Fluidity of HIV-1-Specific T-Cell Responses during Acute and Early Subtype C HIV-1 Infection and Associations with Early Disease Progression.
Date
2010
Journal Title
Journal ISSN
Volume Title
Publisher
American Society for Microbiology
Abstract
Deciphering immune events during early stages of human immunodeficiency virus type 1 (HIV-1) infection
is critical for understanding the course of disease. We characterized the hierarchy of HIV-1-specific T-cell
gamma interferon (IFN-y) enzyme-linked immunospot (ELISPOT) assay responses during acute subtype C
infection in 53 individuals and associated temporal patterns of responses with disease progression in the first
12 months. There was a diverse pattern of T-cell recognition across the proteome, with the recognition of Nef
being immunodominant as early as 3 weeks postinfection. Over the first 6 months, we found that there was a
23% chance of an increased response to Nef for every week postinfection (P = 0.0024), followed by a
nonsignificant increase to Pol (4.6%) and Gag (3.2%).

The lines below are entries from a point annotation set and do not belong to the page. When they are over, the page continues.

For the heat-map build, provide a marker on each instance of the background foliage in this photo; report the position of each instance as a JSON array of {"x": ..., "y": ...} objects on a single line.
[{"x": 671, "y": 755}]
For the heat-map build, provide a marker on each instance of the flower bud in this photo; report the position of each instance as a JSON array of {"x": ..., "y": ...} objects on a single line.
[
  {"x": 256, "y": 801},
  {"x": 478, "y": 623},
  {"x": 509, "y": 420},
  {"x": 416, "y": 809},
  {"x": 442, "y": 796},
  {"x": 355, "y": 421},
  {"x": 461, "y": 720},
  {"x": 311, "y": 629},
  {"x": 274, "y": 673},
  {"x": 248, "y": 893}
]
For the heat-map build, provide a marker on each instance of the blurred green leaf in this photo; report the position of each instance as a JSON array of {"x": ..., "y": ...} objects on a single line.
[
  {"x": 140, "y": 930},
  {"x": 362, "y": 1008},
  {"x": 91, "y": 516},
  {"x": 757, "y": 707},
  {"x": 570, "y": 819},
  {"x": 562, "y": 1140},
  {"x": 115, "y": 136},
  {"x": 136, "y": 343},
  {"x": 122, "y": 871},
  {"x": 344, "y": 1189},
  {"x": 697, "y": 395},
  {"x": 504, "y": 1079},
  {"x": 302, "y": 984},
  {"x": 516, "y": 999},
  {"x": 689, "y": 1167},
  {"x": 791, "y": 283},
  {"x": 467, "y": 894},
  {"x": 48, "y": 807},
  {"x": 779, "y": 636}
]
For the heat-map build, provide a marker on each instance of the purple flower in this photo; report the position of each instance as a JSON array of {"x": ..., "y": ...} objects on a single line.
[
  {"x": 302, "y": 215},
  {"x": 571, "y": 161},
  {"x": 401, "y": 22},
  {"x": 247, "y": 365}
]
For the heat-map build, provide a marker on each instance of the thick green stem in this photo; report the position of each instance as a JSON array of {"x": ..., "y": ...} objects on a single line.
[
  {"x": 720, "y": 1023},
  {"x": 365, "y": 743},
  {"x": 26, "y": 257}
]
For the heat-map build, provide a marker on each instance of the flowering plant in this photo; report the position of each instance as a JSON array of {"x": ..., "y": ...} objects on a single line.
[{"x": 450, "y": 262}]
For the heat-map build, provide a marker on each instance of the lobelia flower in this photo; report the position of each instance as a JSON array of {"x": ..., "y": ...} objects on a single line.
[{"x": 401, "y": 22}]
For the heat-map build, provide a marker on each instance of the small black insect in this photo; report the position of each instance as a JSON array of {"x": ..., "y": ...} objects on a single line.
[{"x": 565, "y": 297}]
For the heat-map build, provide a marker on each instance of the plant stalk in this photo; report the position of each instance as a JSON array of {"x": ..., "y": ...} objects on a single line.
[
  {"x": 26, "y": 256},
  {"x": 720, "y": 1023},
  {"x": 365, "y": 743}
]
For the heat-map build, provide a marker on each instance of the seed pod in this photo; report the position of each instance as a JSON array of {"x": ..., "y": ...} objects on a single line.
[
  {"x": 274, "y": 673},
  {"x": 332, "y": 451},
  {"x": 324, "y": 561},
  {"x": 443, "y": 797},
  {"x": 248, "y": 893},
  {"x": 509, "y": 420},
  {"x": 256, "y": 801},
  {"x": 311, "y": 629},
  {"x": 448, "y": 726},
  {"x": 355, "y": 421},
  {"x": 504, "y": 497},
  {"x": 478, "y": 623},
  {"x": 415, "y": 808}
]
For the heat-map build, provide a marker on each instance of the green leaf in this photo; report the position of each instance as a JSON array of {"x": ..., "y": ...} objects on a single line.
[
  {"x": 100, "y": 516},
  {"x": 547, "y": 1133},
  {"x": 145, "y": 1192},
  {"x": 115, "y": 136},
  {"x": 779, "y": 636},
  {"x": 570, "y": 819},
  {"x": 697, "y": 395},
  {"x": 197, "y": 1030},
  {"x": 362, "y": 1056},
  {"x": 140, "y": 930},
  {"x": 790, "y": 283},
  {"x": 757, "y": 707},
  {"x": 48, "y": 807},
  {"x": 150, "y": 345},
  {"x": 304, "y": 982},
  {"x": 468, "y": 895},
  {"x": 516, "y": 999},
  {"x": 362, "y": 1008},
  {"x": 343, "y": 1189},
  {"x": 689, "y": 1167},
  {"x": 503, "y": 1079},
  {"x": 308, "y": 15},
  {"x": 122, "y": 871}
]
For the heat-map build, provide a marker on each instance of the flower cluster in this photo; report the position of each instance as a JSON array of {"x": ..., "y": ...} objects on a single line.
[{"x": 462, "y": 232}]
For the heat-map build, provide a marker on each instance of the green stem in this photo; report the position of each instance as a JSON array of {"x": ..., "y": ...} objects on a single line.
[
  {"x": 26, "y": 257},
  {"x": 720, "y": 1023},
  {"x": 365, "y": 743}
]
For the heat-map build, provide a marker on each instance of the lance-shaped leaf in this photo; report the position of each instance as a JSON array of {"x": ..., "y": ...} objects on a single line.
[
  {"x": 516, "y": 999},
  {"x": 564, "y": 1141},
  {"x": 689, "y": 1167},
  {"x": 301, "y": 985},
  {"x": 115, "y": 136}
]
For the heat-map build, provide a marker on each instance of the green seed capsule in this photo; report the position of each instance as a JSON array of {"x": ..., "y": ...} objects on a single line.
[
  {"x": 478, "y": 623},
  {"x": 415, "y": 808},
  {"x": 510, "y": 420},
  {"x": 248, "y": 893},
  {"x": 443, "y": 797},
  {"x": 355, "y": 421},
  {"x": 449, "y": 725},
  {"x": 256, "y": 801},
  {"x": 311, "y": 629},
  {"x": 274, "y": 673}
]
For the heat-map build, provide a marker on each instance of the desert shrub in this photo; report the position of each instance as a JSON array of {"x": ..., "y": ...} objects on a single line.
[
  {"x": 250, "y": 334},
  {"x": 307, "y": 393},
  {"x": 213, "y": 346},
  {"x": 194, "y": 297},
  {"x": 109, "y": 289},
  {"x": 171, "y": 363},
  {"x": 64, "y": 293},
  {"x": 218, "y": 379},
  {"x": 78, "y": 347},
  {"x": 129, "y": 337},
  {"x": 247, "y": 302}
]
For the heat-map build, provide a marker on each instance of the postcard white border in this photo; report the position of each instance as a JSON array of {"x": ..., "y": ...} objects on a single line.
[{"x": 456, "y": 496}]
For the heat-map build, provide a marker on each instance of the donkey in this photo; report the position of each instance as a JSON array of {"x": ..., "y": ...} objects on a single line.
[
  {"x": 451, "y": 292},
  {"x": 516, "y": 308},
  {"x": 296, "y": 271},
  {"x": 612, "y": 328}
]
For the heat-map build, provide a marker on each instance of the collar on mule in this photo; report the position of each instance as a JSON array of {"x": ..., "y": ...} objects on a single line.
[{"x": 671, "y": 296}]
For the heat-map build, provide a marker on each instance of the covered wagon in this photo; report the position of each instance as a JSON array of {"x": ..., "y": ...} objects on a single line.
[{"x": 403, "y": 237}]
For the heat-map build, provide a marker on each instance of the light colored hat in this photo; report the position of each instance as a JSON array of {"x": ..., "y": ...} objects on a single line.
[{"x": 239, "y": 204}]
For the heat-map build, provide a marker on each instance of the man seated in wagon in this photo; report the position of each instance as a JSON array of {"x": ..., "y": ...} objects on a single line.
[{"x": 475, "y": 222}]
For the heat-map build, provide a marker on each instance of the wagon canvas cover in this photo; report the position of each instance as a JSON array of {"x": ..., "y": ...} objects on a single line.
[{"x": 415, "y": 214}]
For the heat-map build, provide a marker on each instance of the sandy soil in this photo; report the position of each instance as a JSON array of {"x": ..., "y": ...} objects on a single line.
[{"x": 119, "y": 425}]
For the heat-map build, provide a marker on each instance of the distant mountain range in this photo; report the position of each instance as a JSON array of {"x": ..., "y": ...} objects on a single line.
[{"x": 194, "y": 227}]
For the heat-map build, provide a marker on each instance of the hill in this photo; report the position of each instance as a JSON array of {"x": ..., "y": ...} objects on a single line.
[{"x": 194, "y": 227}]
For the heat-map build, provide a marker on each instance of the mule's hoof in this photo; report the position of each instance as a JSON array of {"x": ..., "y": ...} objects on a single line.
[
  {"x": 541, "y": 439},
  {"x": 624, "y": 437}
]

Responses to Env and regulatory proteins appeared to
remain stable. Three temporal patterns of HIV-specific T-cell responses could be distinguished: persistent, lost,
or new. The proportion of persistent T-cell responses was significantly lower (P = 0.0037) in individuals
defined as rapid progressors than in those progressing slowly and who controlled viremia. Almost 90% of lost
T-cell responses were coincidental with autologous viral epitope escape. Regression analysis between the time
to fixed viral escape and lost T-cell responses (r = 0.61; P = 0.019) showed a mean delay of 14 weeks after viral
escape. Collectively, T-cell epitope recognition is not a static event, and temporal patterns of IFN-y-based
responses exist. This is due partly to viral sequence variation but also to the recognition of invariant viral
epitopes that leads to waves of persistent T-cell immunity, which appears to associate with slower disease
progression in the first year of infection.
Description
Keywords
HIV infections--Virology., HIV infections--Immunology.
Citation
Mlotshwa M., Riou C., Chopera D., et al. Fluidity of HIV-1-specific T-cell responses during acute and early subtype C HIV-1 infection and associations with early disease progression. J Virol. 2010;84(22):12018–12029.